I looked at the clothes, torn jeans sewn with shells, turquoise and brass clips from antique horse bridles. Her necklaces and bracelets made of real turquoise almost resembled the Navajo jewelry which paralleled both the revivalism of the American Indian Movement in the 1970s. I asked how she comes upon her design inspiration.

“I find comfort in designing clothes. As I start to threat a turquoise bead or sew a small conch shell onto a pair of jeans a pattern emerges. When the pattern is right it feels good. This is what I seek is the comfort in color juxtapositions and in revealing an ethnicity under the cool tapestry of color and materials which emerges. This makes me feel good. The process is almost more important then the result. That’s why many in Lhasa do not consider me to be just a fashion designer but an artist.”

“As an artist what is your inspiration,” I asked sipping more tea. “More specifically, what is the message underlying your work?”

“The creation of my fashion line symbolizes a kind of revival of Tibetan ethnicity and pride. As I wandered through the fashion boutiques of Lhasa over the past few years something disappointed me. All of the hip clothing comes from either Nepal, India or Thailand. So there is nothing which is really Tibetan. From last year I began collecting different fabrics and patterns. Then I began collecting Tibetan antique pieces, many from my home region of Amdo. I was determined to open my own fashion boutique and create a purely new age Tibetan line.”
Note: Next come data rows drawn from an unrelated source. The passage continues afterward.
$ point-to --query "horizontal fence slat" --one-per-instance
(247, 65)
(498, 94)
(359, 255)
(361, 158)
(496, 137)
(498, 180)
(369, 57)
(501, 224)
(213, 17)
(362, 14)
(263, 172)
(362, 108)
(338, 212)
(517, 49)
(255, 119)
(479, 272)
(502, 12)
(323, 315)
“With support from Shambhala Foundation, I opened the ‘Nomads Boutique’ this July. My theme is ‘Tibetan style by Tibetans for the nomad in us all.’ I think a lot of people come to Lhasa searching for something but they cannot find it. Maybe this is spiritual maybe it is just a kind of desire for unlimited freedom which our modern high-paced society does not offer. Sometimes I sit in my shop threading turquoise necklaces and see tourists visiting from overseas or other parts of China. They seem so stressed while I feel so relaxed. If they can break out of their suits and ties and wear some of the things I do, then at least in the end they may feel a bit freer.”

In addition to her experimental inroads as fashion designer, Renzhen Deki possesses many talents such as yoga instructor, actress and model. She was selected as the top Tibetan image model for “Tibet-Youth Song” Competition and has made numerous appearances on Chinese television.